Today, both are democratic allies of the liberal world order.

No such process has occurred in Palestinian society. On the contrary:

  • Hamas’s charter still calls for Israel’s destruction and incorporates antisemitic conspiracy theories.
  • Palestinian Authority institutions name schools, streets, and sports tournaments after terrorists.
  • Children’s television programmes glorify martyrdom.
  • Palestinian textbooks erase Israel from maps, deny Jewish historical ties to the land, and frame Jews as enemies.

This is not simply bad messaging. It is an entrenched ideology of rejectionism. And until that ideology is confronted and reformed, no amount of diplomacy will produce peace.

What Recognition Should Mean

Palestinian statehood is not a right to be bestowed without conditions. It is a responsibility to be earned.

Recognition should be contingent on:

  • An explicit end to claims of return to Israel.
  • Acceptance of Israel’s right to exist as a Jewish state.
  • Dismantling of all institutions that glorify violence and promote antisemitism.
  • Renunciation of terrorism, in practice and in doctrine.
  • Reform of educational systems to promote coexistence, not conflict.

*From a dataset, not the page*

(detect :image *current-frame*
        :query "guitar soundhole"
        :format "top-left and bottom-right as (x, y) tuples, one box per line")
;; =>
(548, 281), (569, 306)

Only when these conditions are met can Palestine move from being a political abstraction (invoked when convenient) to a real, responsible member of the international community.

Toward True Peace

The enduring tragedy of this conflict is not that Palestinians lack a state. It is that they have repeatedly chosen rejection over resolution. In 1947, 2000, 2008, and again in 2020 under the Abraham Accords framework, opportunities for statehood were offered. Each time, Palestinian leaders walked away.

Why? Because peace would require accepting that the Jewish state is permanent, legitimate, and here to stay.

Dr. Wilf is right: only when the Palestinian national movement surrenders its foundational commitment to Israel’s destruction can true peace emerge. That peace must be built not on ambiguous slogans or legal theatre, but on ideological transformation and narrative honesty.

Schrödinger’s Palestine cannot endure forever. Sooner or later, it must choose: be a responsible state — or remain a perpetual cause.